For Penn diving's Will Hartje and Jack Stein, keep your friends close and your enemies closer

Despite the small stature of Penn’s diving program, Hartje and Stein stand taller than most

· February 19, 2014, 6:57 pm   ·  Updated February 19, 2014, 11:30 pm

Laura Francis | DP

Senior diver Will Hartje has never let the size of Penn’s program deter him. Hartje had a strong performance against La Salle on Senior Day and placed well in the Ivies.


Swim meets are known for being close affairs. Individual events are often contested by tenths of a second, and the meets themselves often come down to just a few points.

However, on a team that is over 30 members strong, only two Quakers have been getting a crack at the 38 points that are available in the meets’ two diving events.

Senior Will Hartje and freshman Jack Stein are two of three individuals in the Penn men’s diving program, and fortunately for the Quakers, these two have risen to the challenge admirably.

While other programs generally compete with three divers, Penn has made do with just two Florida natives ever since its third diver, sophomore Peter Magliulo, got injured over winter break.

Hartje and Stein have been impressive all year and have given the Quakers an early edge in several meets.

“Even though we are small in comparison to other programs, we still have great opportunities to really have an effect on the outcome of any meet,” Hartje said. “We are kind of like the kickers on the football team, just as influential to the score, but few in number.”

Against the best that the Ivy League can throw at them, both Stein and Hartje still put in quality performances.

In the meet against Harvard, Stein took first in the one-meter dive, while Hartje took fourth in the three-meter event. Outside of Ivy competition, these two have also been dominant. On Senior Day against La Salle, Hartje took the top spot for Penn in both events and was first overall in the three-meter dive.

In addition to the bond formed by being part of a small, specialized group of athletes, Hartje and Stein share another common denominator: They competed against each other in high school.

“I guess it just goes to show you have to keep your friends close, but your enemies closer.” Hartje said of his past competions with Stein. “But in all seriousness, having Jack here to push me has been really important to me getting the most out of every practice and every dive.”

In addition to pushing his diving partner, Stein has proven to be a catalyst for the diving team’s remarkable turnaround. Last year, Penn failed to win an individual diving event all season. This year, the Quakers have barely gone a meet where they didn’t win at least one individual event, all thanks to Stein’s efforts.

“It’s a great feeling being a position where we expect to do well.” Hartje said. “A year ago we were just focused on not giving up too many points, whereas this year we go out there expecting to do well.”
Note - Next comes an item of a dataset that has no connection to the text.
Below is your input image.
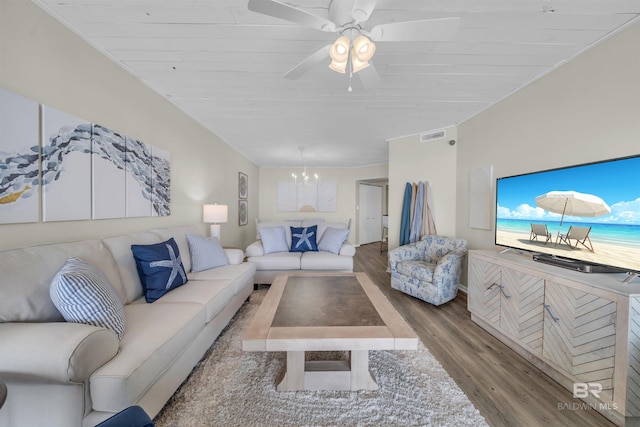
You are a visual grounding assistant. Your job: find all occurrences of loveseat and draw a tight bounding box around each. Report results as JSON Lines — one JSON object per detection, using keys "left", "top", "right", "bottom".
{"left": 245, "top": 219, "right": 355, "bottom": 284}
{"left": 0, "top": 225, "right": 256, "bottom": 427}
With the Ivy championship meet fast approaching, the men of the Penn diving team are looking to take a swing at some of the big names that sit atop the Ancient Eight. The Quakers will undoubtedly be helped by the return of Magliulo, who has been training in order to get healthy for the final meet of the season.
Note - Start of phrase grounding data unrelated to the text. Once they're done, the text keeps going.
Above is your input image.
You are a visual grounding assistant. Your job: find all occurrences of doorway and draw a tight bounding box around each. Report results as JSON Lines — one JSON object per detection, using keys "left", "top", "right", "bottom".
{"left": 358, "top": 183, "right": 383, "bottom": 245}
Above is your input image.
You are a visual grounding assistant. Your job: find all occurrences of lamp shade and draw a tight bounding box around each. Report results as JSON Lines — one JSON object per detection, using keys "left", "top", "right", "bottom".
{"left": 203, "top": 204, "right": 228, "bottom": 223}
“The pressure of the Ivy championships is huge,” Hartje said. “It’s one thing to compete at the state level in high school, but this level of competition is just a whole different animal. Even though it’s still just a pool and a diving board, there is something about the meet that just changes everything.”

However, if the Red and Blue continue to perform the way they have all season, then there really is no limit to what they can do at the championship meet.

After all, Harjte is right: It’s just a pool and a diving board.